5. A method of designing a disease insurance product, characterized by using the disease risk prediction model according to any one of claims 1 to 3, the method comprising:

according to the disease risk prediction model, disease risk prediction is respectively carried out on medical insurance participants in the preset area, and corresponding disease risk prediction probability is obtained;

and generating a corresponding disease insurance product rate table according to the disease risk prediction probability, sex and age, and designing a corresponding disease insurance product according to the disease insurance product rate table.
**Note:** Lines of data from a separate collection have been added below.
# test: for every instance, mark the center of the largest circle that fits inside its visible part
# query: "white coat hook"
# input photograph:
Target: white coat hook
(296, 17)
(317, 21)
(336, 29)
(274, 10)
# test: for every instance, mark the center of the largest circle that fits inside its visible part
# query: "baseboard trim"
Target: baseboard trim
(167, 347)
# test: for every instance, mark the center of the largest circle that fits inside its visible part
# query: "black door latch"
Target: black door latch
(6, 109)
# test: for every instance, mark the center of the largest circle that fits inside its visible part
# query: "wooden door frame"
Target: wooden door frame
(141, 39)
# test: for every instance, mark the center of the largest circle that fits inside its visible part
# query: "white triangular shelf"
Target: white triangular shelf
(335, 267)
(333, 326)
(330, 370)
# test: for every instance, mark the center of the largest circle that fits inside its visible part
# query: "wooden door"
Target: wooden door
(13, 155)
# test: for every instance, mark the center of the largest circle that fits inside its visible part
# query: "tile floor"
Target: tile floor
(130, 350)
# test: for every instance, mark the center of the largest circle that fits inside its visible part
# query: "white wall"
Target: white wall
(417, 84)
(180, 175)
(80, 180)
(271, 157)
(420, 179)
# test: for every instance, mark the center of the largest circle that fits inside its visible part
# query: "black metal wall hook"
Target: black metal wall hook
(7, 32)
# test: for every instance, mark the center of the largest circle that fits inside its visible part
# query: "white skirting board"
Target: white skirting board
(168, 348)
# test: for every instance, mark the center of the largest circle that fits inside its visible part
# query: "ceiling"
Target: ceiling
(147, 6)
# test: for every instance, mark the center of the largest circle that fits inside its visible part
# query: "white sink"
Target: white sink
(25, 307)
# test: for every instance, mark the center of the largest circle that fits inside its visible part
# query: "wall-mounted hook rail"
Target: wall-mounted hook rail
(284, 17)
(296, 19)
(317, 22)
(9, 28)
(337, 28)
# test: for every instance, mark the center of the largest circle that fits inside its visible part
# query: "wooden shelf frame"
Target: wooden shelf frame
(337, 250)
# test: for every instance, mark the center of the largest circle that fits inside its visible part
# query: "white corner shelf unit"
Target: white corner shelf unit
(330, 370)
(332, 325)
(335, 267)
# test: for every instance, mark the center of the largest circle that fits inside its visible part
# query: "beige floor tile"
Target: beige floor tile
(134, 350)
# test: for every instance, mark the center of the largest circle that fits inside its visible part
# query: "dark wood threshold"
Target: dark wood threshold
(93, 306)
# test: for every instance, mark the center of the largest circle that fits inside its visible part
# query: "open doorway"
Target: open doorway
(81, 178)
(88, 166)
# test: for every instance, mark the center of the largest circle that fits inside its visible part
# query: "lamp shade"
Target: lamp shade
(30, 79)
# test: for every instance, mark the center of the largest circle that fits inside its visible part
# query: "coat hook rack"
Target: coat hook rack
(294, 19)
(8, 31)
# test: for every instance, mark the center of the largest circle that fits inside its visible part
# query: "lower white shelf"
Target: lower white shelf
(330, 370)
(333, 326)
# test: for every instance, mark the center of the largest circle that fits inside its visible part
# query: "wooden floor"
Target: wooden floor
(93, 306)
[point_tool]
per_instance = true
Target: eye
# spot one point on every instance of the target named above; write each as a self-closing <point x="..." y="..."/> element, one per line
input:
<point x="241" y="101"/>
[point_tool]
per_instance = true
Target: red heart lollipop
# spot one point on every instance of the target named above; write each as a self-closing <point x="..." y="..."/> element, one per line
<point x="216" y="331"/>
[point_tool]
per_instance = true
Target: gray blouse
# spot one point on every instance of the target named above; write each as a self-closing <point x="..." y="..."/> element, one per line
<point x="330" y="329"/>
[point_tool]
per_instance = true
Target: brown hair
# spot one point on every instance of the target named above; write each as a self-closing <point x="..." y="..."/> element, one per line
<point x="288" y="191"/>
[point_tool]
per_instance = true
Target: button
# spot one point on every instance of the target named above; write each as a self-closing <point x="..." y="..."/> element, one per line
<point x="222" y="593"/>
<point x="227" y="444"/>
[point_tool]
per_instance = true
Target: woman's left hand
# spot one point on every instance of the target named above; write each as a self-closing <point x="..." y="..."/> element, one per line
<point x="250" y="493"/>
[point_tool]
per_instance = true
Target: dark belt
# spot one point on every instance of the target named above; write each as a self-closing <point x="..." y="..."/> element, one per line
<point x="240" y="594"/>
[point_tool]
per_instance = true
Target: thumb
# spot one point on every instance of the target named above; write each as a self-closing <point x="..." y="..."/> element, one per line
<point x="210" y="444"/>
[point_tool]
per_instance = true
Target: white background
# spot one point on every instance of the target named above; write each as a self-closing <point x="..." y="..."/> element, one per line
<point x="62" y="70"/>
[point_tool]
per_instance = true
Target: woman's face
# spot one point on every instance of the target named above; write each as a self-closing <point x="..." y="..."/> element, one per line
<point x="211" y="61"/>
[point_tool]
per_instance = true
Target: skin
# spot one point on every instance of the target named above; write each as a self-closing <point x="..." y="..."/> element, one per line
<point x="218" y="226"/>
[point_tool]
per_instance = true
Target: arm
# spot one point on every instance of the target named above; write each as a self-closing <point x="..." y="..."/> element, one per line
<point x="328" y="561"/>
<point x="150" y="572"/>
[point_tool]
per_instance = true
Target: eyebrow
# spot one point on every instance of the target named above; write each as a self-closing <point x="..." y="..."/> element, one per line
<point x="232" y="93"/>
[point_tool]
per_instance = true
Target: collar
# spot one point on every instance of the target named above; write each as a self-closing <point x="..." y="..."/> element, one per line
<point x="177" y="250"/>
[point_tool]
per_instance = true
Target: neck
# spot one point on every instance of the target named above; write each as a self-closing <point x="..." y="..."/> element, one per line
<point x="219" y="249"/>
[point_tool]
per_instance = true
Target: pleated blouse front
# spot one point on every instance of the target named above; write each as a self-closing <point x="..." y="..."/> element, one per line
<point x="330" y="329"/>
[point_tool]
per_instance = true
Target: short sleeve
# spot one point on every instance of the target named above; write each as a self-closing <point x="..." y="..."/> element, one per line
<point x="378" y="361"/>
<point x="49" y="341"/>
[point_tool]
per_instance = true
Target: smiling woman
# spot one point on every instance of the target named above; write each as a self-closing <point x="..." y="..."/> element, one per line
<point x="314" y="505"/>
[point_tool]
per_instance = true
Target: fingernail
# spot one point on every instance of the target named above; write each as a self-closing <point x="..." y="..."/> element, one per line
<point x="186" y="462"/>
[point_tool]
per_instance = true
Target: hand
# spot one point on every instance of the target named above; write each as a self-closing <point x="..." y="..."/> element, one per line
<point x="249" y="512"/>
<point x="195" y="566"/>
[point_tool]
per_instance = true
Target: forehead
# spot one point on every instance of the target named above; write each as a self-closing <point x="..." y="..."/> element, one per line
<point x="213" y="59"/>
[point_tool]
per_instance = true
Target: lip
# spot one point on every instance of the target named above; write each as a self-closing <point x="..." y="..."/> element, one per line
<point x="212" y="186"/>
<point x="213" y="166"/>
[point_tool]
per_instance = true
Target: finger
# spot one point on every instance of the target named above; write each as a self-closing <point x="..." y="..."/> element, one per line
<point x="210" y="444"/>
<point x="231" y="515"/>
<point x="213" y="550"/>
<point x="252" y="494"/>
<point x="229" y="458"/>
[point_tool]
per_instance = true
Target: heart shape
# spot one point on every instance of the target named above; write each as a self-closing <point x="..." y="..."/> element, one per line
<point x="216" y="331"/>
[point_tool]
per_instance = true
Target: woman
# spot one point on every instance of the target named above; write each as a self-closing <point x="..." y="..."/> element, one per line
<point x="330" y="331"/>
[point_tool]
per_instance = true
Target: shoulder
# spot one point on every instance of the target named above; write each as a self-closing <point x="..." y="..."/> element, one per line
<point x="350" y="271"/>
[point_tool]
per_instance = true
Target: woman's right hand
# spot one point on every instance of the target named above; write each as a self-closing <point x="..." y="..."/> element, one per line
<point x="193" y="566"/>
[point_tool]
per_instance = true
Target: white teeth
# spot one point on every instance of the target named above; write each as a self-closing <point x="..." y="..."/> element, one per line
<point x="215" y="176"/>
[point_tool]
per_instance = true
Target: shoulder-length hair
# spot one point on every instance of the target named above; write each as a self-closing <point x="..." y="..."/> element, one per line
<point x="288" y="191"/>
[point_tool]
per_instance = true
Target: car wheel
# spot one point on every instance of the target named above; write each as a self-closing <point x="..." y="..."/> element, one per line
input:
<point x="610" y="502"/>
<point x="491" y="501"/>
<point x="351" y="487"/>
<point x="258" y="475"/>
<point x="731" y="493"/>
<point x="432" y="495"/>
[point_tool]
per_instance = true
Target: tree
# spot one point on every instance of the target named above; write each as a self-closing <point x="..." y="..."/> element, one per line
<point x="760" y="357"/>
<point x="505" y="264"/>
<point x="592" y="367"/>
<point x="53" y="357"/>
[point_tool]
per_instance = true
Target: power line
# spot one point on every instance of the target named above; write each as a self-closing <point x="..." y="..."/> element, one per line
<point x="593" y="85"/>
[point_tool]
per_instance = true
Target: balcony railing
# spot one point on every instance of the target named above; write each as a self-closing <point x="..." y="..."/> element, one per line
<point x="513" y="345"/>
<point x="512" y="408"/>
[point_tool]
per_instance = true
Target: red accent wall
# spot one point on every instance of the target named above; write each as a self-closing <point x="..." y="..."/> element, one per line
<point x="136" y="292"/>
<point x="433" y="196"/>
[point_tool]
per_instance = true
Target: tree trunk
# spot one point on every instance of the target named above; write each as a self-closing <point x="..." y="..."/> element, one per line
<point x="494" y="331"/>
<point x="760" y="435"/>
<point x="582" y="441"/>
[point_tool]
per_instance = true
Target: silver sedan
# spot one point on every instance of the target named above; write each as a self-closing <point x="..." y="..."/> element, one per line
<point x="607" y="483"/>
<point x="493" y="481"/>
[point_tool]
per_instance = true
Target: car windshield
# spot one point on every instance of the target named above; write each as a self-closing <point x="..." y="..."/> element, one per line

6. The design method according to claim 5, wherein the step of generating a corresponding disease insurance product tariff table according to the disease risk prediction probability, sex, and age comprises:

dividing medical insurance participants in the preset area into a plurality of risk level groups according to the disease risk prediction probability;

7. A disease risk prediction model building apparatus, wherein the building apparatus includes:

a data set generating unit, configured to perform classification sampling processing on the historical diagnosis and treatment data according to gender, a preset age interval, and a preset comparison proportion to obtain a sample data set, where the sample data set includes positive sample data and negative sample data of a preset serious disease, the preset comparison proportion is a ratio between the number of positive samples and the number of negative samples of the preset serious disease, each sample data includes historical disease diagnosis coding information and diagnosis behavior information of each sample in a preset time range, and the preset comparison proportion is set as follows

The cluster feature label generating unit is used for preprocessing the sample data set to remove invalid data, and clustering historical disease diagnosis coding information corresponding to all samples in the preprocessed sample data set according to corresponding disease attributes and focus positions to obtain corresponding disease cluster feature labels;

the severe disease cluster feature label generating unit is used for screening the disease cluster feature labels by adopting a preset feature selection algorithm to obtain severe disease cluster feature labels corresponding to the preset severe disease;

and the prediction model generation unit is used for establishing a disease risk prediction model corresponding to the preset serious disease according to the serious disease cluster characteristic label, the gender, the age and the diagnosis behavior information and combining an extreme gradient lifting algorithm.

8. A device terminal comprising a memory for storing a computer program and a processor that runs the computer program to cause the device terminal to perform the set-up method of any of claims 1 to 3.

9. A readable storage medium, characterized in that it stores a computer program which, when executed by a processor, performs the set-up method of any one of claims 1 to 3.